Эпоха Возрождения ознаменовалась интенсивным обогащением форм поведения как в общекультурной реальности, так и в литератур­ных произведениях. Стало гораздо большим внимание общества к «внешнему человеку»: «Возрос интерес к эстетической стороне поступ­ка вне его нравственной оценки, ибо критерий нравственности стал разнообразнее с тех пор, как индивидуализм расшатал исключитель­ность старого этического кодекса»,— отмечал А.Н. Веселовский, рас­сматривая «Декамерон» Дж. Боккаччо3. Наступило время интенсивного обновления, свободного выбора и самостоятельного созидания форм поведения. Эта культурно-историческая тенденция имела место и в пору Возрождения, когда был выработан этикет свободного умствен­ного собеседования4, и в эпоху классицизма, выдвинувшего на аван­сцену поведение моралиста-резонера, поборника и проповедника гражданских добродетелей.

В России временем радикального обновления форм поведения явился XVIII век, прошедший под знаком реформ Петра I, секуляри­зации жизни общества и поспешной европеизации страны с ее дости­жениями и издержками5. Знаменательна характеристика В.О. Клюневским положительных героев комедии Д. И. Фонвизина «Недоросль»: «Они явились ходячими, но еще безжизненными схемами морали, которую они надевали на себя, как маску. Нужны были время, усилия и опыт, чтобы пробудить жизнь в этих пока мертвенных культурных препаратах, чтобы эта моралистическая маска успела врасти в их тусклые лица и стать их живой нравственной физиономией»1.

Весьма специфичные поведенческие формы выработаны в русле сентиментализма, как западноевропейского, так и русского. Провозг­лашение верности законам собственного сердца и «канон чувствитель­ности» порождали меланхолические воздыхания и обильные слезы литературных героев, которые нередко оборачивались экзальтацией и жеманством, над чем иронизировал Пушкин, а также позами вечной опечаленности (вспомним Жюли Карагину в «Войне и мире»). Этот стереотип определил облик героев многих русских повестей, написан­ных как бы по мотивам карамзинской «Бедной Лизы».

Как никогда ранее, активным стал свободный выбор человеком форм поведения в эпоху романтизма. Появились литературные герои, ориентирующиеся на определенные поведенческие образцы, жизнен­ные или литературные. Знаменательны слова о Татьяне Лариной, которая, думая об Онегине, воображала себя героиней прочитанных ею романов: «Кларисой, Юлией, Дельфиной». Вспомним и пушкин­ского Германна («Пиковая дама») в позе Наполеона, и Печорина с его байронизмом.
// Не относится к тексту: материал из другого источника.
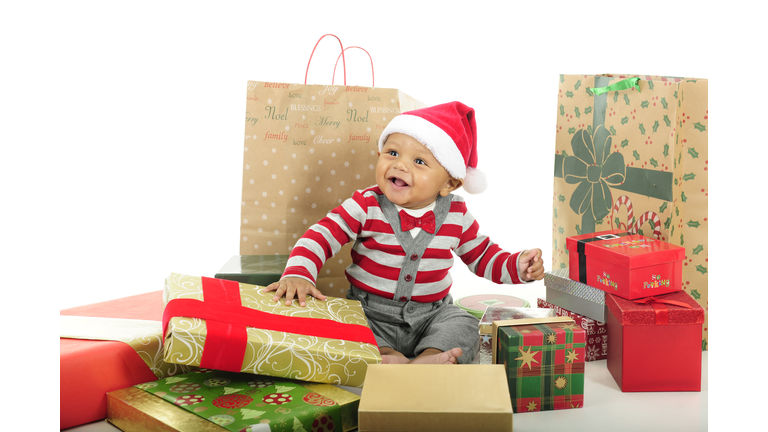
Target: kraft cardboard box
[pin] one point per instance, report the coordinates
(435, 398)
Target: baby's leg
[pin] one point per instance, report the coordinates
(435, 356)
(453, 332)
(390, 356)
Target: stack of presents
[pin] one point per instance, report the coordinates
(215, 353)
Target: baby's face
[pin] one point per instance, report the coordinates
(409, 175)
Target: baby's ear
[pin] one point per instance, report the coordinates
(451, 185)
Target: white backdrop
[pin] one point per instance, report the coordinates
(122, 123)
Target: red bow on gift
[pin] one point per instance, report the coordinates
(426, 222)
(660, 308)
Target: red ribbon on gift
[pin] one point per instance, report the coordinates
(226, 320)
(659, 306)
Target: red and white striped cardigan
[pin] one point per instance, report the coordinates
(383, 265)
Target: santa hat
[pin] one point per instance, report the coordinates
(450, 133)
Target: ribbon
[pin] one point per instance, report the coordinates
(660, 308)
(426, 222)
(580, 247)
(226, 321)
(621, 85)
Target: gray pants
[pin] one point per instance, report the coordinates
(411, 327)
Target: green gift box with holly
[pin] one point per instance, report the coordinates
(240, 402)
(631, 154)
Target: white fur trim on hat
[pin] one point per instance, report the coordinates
(433, 137)
(475, 181)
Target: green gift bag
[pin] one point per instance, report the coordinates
(631, 153)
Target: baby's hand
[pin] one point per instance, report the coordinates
(293, 286)
(530, 265)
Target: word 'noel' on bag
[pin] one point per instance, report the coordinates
(306, 149)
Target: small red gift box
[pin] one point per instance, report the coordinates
(91, 368)
(627, 265)
(655, 342)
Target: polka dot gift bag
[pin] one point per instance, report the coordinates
(307, 148)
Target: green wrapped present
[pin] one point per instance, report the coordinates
(544, 358)
(254, 269)
(212, 400)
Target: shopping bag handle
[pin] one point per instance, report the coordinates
(337, 63)
(343, 59)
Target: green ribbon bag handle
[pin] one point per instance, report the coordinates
(620, 85)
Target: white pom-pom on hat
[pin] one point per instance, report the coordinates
(449, 131)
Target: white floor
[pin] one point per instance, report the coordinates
(606, 408)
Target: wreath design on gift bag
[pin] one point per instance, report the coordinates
(594, 168)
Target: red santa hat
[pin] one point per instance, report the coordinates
(450, 133)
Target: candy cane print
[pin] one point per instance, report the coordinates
(622, 200)
(651, 217)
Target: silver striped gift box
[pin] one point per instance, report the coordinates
(574, 296)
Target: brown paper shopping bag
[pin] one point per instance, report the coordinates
(631, 153)
(308, 148)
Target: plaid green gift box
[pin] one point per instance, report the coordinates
(544, 358)
(242, 402)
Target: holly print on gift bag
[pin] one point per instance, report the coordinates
(631, 153)
(243, 402)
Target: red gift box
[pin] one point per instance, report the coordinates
(627, 265)
(89, 368)
(597, 332)
(655, 342)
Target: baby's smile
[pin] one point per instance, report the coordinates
(398, 182)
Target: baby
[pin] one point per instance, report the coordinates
(404, 230)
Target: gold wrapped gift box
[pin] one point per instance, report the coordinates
(275, 353)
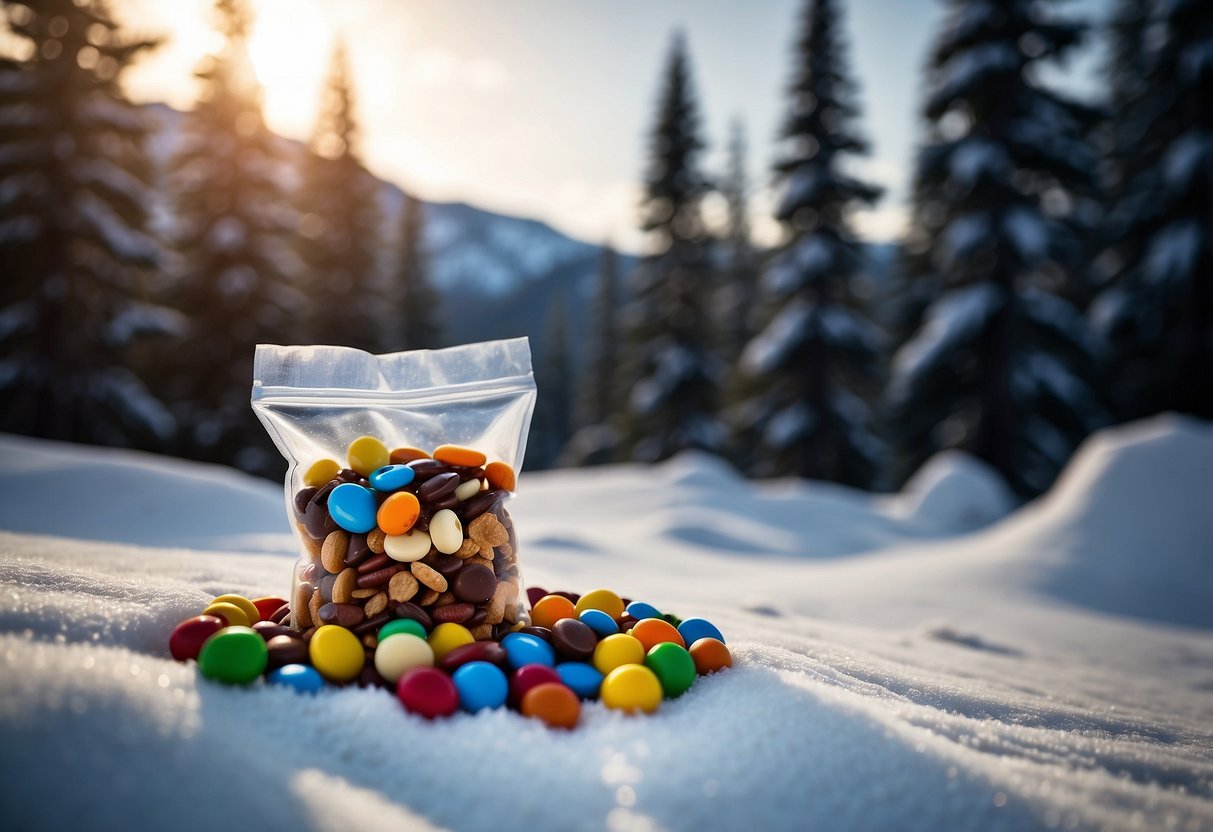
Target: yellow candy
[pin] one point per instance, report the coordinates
(445, 637)
(336, 653)
(320, 472)
(366, 454)
(229, 613)
(618, 650)
(601, 599)
(246, 607)
(631, 688)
В какой-то мере сходные «поведенческие» мотивы настойчиво прозвучали в романе Стендаля «Красное и черное». Чтобы завоевать высокое положение в обществе, Жюльен Сорель поначалу разыгрывает роль благочестивого юноши, а позже, воодушевленный примером Наполеона, принимает роль «покорителя женских сердец», «человека, привыкшего быть неотразимым в глазах женщин», и разыгрывает ее перед госпожой де Реналь. «У него такой вид,— скажет о нем одна из героинь романа,—точно он все обдумывает и ни шагу не ступит, не рассчитав заранее». Автор замечает, что, позерствуя и рисуясь, Жюльен невольно «прилагал невероятные старания испортить все, что в нем было привлекательного».

В первой половине XIX в. появилось множество персонажей, подобных лермонтовскому Грушницкому и гоголевскому Хлестакову, чей облик «строился» в соответствии с модными стереотипами. В таких случаях, по словам Ю.М. Лотмана, «поведение не вытекает из органи­ческих потребностей личности и не составляет с ней неразрывного целого, а «выбирается», как роль или костюм, и как бы «надевается» на личность». Ученый отмечал: «Герои Байрона и Пушкина, Марлин-ского и Лермонтова порождали целую фалангу подражателей <...>, которые перенимали жесты, мимику, манеры поведения литературных персонажей <...> В случае с романтизмом сама действительность спешила подражать литературе».

Широкое распространение в начале века поведения демонстратив­но-зрелищного, «литературного», «театрального», сопряженного со всякого рода эффектными позами и масками, Ю.М. Лотман объяснял тем, что массовой психологии этой эпохи были свойственны «вера в собственное предназначение, представление о том, что мир полон великих людей». Вместе с тем он подчеркивал, что «поведенческие маскарады» как противовес традиционному, «руганному» поведению имели позитивное значение и были благоприятны для становления личности и обогащения общественного сознания: «...подход к своему поведению как сознательно творимому по законам и образцам высоких текстов» знаменовал появление новой «модели поведения», которая, «превращая человека в действующее лицо, освобождала его от автома­тической власти группового поведения, обычая»1.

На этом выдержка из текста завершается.